Many people confuse archives and backups. They consider both methods of storing data from a database with an ability to restore that data when needed. The truth is they are completely different.
To be fair, however, both do take copies of data stored in a database and can be used to restore data to the database, but that’s where the similarity ends.
Traditionally, backups are to tape, and tapes can be stored at the same site or at an offsite backup site. In the event of a catastrophe occurring at the main site, data can be loaded onto the backup mainframe and work can continue. Sometimes, the backup site runs in parallel with the original site, allowing hot-swapping between the two. At all times, the backup data can be a copy of the live data. If tape technology is used, after a week or so, the backup tapes can be overwritten and new backup data can be stored on them.
Archived data is different from backup data because the original data in the database is deleted. The archive copy of the data becomes the only copy. This makes it important for the data in the archive to be available and accessible for as long as necessary. What makes archiving so important now is that this length of time the archive data must be available to be accessed is steadily increasing; we could be talking about 25 to 30 years for some industries, and perhaps even longer.
You may ask, “Why do I need to archive?” There are three answers: for performance, business, and compliance reasons.
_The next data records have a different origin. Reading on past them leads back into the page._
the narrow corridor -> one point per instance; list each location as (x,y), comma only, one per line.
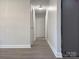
(40,50)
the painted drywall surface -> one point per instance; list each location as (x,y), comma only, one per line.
(59,27)
(40,24)
(54,28)
(14,22)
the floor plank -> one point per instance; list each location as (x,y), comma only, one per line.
(40,50)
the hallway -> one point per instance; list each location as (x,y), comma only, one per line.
(40,50)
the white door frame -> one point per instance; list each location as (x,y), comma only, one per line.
(46,25)
(34,23)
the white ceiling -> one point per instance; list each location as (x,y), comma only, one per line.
(40,2)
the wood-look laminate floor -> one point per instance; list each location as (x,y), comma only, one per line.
(40,50)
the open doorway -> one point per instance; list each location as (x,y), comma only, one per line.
(38,24)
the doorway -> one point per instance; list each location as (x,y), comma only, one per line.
(39,24)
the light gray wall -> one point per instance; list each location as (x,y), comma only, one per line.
(40,23)
(14,22)
(54,28)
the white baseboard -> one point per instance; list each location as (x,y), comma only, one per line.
(57,54)
(15,46)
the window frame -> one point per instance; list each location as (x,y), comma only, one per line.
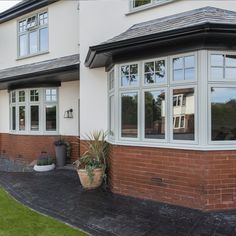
(42,114)
(27,32)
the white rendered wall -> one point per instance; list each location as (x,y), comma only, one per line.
(63,35)
(69,99)
(101,20)
(4,111)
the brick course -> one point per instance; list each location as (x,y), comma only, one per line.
(28,147)
(203,180)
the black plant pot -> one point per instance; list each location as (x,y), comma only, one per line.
(60,155)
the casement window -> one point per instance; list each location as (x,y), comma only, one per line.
(33,35)
(140,4)
(34,110)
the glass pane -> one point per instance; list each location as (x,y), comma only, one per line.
(155,114)
(51,120)
(43,39)
(34,118)
(230,60)
(217,60)
(189,74)
(112,115)
(217,73)
(178,63)
(189,62)
(230,73)
(23,51)
(138,3)
(21,117)
(129,110)
(34,95)
(184,114)
(13,118)
(149,78)
(223,114)
(178,75)
(33,46)
(149,67)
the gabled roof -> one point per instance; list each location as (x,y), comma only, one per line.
(22,8)
(203,20)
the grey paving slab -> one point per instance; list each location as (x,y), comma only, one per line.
(99,212)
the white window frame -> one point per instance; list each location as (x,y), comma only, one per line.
(29,30)
(42,114)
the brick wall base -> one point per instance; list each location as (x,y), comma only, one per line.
(29,147)
(203,180)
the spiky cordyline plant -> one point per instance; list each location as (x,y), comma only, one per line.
(95,155)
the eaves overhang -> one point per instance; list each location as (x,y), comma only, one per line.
(206,35)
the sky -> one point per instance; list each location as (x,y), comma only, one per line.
(4,5)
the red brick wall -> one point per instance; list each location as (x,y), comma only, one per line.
(28,147)
(197,179)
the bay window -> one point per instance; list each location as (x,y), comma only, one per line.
(33,35)
(34,110)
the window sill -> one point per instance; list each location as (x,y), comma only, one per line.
(144,8)
(191,146)
(32,55)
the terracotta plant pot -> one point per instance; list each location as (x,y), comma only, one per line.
(85,180)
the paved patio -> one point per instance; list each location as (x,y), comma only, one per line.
(100,212)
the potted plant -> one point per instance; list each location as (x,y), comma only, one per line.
(44,163)
(60,149)
(91,167)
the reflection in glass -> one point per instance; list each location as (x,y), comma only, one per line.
(51,114)
(23,45)
(43,39)
(21,117)
(154,72)
(183,114)
(34,118)
(129,75)
(223,114)
(217,60)
(33,46)
(129,118)
(155,114)
(13,118)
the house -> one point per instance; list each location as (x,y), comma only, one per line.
(39,77)
(159,75)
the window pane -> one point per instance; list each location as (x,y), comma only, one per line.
(21,96)
(23,45)
(129,110)
(34,118)
(223,114)
(155,114)
(21,117)
(184,114)
(43,39)
(33,46)
(217,73)
(138,3)
(230,73)
(217,60)
(51,114)
(13,118)
(112,115)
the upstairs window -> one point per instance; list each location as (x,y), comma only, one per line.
(33,35)
(139,4)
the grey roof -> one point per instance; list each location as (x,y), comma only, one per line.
(178,21)
(38,67)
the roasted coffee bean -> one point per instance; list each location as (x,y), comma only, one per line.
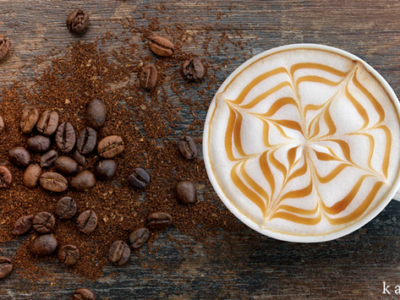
(161,46)
(119,253)
(65,137)
(5,177)
(139,178)
(193,69)
(53,182)
(187,147)
(159,220)
(19,156)
(87,221)
(111,146)
(77,21)
(138,238)
(38,144)
(186,192)
(32,176)
(87,141)
(83,181)
(23,225)
(48,159)
(6,265)
(96,113)
(44,245)
(68,255)
(66,208)
(105,169)
(48,122)
(30,116)
(148,77)
(66,165)
(44,223)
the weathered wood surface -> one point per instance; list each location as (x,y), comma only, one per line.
(248,266)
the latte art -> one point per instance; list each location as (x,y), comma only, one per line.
(304,142)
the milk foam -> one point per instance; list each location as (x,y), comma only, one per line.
(336,129)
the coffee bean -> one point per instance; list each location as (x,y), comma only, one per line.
(96,113)
(138,238)
(159,220)
(119,253)
(19,156)
(161,46)
(32,176)
(148,77)
(187,147)
(48,159)
(87,221)
(5,177)
(44,223)
(87,141)
(68,255)
(23,225)
(6,265)
(66,165)
(48,123)
(193,69)
(110,146)
(77,21)
(139,178)
(83,181)
(44,245)
(186,192)
(38,143)
(53,182)
(30,116)
(66,208)
(105,169)
(65,137)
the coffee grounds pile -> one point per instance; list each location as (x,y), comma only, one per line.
(149,123)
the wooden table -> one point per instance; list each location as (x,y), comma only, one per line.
(246,266)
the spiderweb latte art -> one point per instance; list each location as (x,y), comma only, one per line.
(304,142)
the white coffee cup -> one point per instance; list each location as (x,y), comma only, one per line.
(394,192)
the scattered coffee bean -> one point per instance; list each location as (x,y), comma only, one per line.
(48,122)
(19,156)
(119,253)
(105,169)
(159,220)
(139,178)
(66,165)
(23,225)
(44,223)
(87,221)
(87,141)
(53,182)
(187,147)
(30,116)
(138,238)
(6,265)
(65,137)
(77,21)
(111,146)
(66,208)
(68,255)
(148,77)
(44,245)
(32,175)
(161,46)
(96,113)
(83,181)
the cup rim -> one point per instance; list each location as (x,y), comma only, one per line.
(279,235)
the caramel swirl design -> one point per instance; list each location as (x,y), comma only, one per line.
(304,141)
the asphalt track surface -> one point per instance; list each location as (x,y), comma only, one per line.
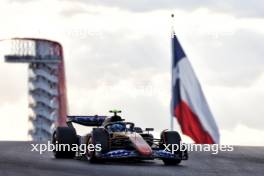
(16,159)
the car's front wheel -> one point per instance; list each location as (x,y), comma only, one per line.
(64,138)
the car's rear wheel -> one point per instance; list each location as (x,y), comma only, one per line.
(171,137)
(64,136)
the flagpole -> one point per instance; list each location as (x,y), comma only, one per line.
(172,32)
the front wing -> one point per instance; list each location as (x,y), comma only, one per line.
(156,154)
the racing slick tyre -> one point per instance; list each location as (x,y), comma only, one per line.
(64,135)
(148,138)
(171,137)
(99,136)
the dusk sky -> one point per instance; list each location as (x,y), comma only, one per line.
(118,55)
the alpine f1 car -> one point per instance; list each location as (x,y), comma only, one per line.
(118,140)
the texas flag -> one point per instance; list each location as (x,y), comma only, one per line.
(189,105)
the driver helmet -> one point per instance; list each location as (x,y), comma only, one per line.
(117,127)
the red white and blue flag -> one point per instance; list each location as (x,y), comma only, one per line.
(189,105)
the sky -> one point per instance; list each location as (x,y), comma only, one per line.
(118,55)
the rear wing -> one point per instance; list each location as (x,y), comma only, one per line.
(87,120)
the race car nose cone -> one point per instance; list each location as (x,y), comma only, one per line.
(140,144)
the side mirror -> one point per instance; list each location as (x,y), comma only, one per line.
(149,129)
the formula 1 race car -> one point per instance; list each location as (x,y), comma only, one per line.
(118,140)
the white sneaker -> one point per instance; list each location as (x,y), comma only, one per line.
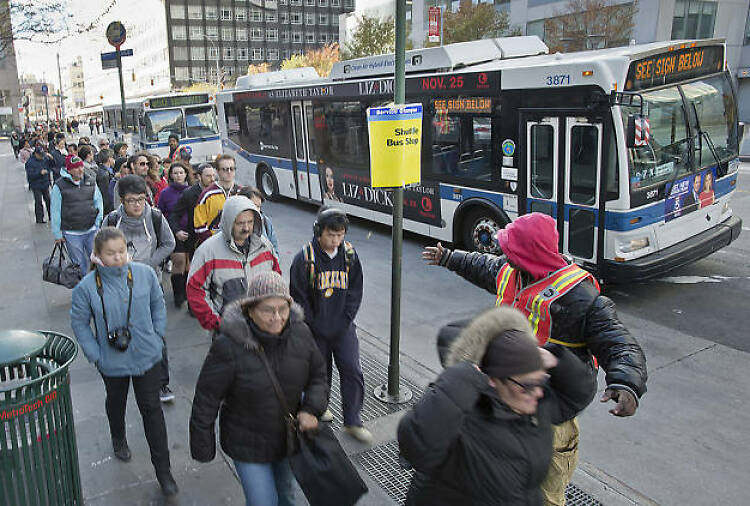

One reason for archiving data is to get it out of the database so your database performs optimally. Leaving the data in the database means that backups and any restores take much longer. It also means that more CPU is required when users perform standard database activities such as updating data. Because other housekeeping activities, such as REORGs, also take longer to perform, archiving old data can yield immediate performance gains.
An August 2007 survey of IT executives conducted by eMedia on behalf of BridgeHead Software found that 59 percent of respondents complained that the volume of data they’re forced to back up is disrupting business operations or will do so eventually. And 93 percent said their routine backup volumes are continuing to increase. The survey identified several advantages to reducing the volume of data routinely backed up:
• Less IT time devoted to backup and other business class processes (69 percent)
• A reduction in the impact of backup and replication on network utilization and capacity (60 percent)
• A reduction in disk resources devoted to data snapshots, replication, and mirroring (58 percent)
• Reduced disruption to the live application environment (45 percent).